Sonará raro, extraño, curioso e, incluso, interesante que hable de un libro cuya fecha de primera publicación fue en 1958. ¡Qué nadie se alarme! No salgan corriendo por esa puerta intentando crucificarme por hacer un post sobre literatura “no-moderna”. El libro es lo que es, y el estilo a la hora de escribir no ha cambiado mucho hasta ahora. Al fin y al cabo, no es igual que si hubiese escogido un libro de 1679. Creédme, casi no vais a daros cuenta de los cincuenta años (y un pico) que, supuestamente, nos separan de este libro.

Hace mucho que leí esto, y probablemente no me acuerde mucho de la historia, pero fue, sin lugar a dudas, un libro que no dudaría en leer una y otra, y otra vez. Acabas participando en la historia de una manera casi sobrenatural, y no bromeo. Conozco a un par de personas que lo han leído y después pensaban que se llamaban Anastasio, estaban enamorados de una tal Celia que no habían conocido nunca ni de la que tenían alguna constancia, e iban a cenar con su amigo Enrique, el cual ni siquiera existía. Aunque sí es verdad que mucha gente dice que no es lo mejor del autor; yo no puedo opinar porque no he leído nada más de él. Sin embargo, cuando lo haga (porque lo tengo claramente previsto), tomaré una especie de decisión.

Sinopsis:

En Edad prohibida se nos narra el proceso de maduración de Anastasio y Enrique, dos muchachos con personalidades antagónicas que, sin embargo, parecen destinados a encontrarse una y otra vez a lo largo de sus vidas. Apocado, tímido y humilde, Anastasio superará el trance de la adolescencia refugiándose en los estudios y en unos rígidos valores morales. Enrique, por su parte, continuará obedeciendo siempre a sus impulsos y pregonando su fe ciega en el instante presente: rechaza de lleno el pasado y nunca piensa en el futuro. Su aparente astucia juvenil terminará por volverse en su contra.
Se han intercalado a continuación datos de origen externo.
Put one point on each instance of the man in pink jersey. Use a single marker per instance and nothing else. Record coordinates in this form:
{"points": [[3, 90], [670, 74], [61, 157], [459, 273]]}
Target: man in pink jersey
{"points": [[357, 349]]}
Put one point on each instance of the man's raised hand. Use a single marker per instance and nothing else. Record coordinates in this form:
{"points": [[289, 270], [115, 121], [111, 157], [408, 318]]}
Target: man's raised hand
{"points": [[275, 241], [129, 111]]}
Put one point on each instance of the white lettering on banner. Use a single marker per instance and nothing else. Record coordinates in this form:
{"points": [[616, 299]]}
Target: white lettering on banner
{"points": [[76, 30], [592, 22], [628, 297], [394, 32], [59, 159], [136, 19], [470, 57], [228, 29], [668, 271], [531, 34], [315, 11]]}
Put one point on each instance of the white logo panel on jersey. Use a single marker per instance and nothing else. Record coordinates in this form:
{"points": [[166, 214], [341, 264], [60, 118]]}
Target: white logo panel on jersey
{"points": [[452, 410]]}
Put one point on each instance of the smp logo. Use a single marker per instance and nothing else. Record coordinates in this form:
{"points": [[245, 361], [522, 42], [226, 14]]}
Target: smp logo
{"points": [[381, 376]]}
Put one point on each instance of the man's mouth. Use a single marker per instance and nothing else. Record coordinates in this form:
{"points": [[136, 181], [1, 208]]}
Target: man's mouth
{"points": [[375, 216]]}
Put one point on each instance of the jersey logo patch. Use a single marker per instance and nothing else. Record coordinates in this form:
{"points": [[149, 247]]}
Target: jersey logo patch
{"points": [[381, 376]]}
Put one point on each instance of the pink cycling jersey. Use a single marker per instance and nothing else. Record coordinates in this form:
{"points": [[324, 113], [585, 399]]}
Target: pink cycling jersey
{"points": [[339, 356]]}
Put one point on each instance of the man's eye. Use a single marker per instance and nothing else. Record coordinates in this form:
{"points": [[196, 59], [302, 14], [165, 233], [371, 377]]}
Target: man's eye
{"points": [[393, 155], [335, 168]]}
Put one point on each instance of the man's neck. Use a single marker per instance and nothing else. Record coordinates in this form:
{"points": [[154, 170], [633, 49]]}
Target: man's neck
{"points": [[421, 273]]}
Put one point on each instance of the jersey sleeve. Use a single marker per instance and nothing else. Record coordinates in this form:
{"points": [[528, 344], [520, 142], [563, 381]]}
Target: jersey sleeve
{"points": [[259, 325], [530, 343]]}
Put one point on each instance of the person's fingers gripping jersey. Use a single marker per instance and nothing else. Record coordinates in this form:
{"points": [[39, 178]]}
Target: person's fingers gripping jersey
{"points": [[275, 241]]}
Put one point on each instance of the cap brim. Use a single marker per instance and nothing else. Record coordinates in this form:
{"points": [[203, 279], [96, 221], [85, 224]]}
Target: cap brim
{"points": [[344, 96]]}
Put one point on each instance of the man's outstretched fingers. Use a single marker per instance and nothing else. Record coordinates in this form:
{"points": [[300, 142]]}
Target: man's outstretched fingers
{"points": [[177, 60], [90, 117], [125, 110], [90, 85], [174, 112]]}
Sin decir más, es un libro que recomiendo (como ya habéis podido apreciar en lo antes leído). Las aventuras de una pandilla de amigos en tiempos de Guerra Civil y Posguerra suenan interesantes desde el punto de vista de alguien a quien le interesa la Historia. O, simplemente, de alguien curioso sobre el pasado, o que quiere apreciar todo lo que poseemos ahora.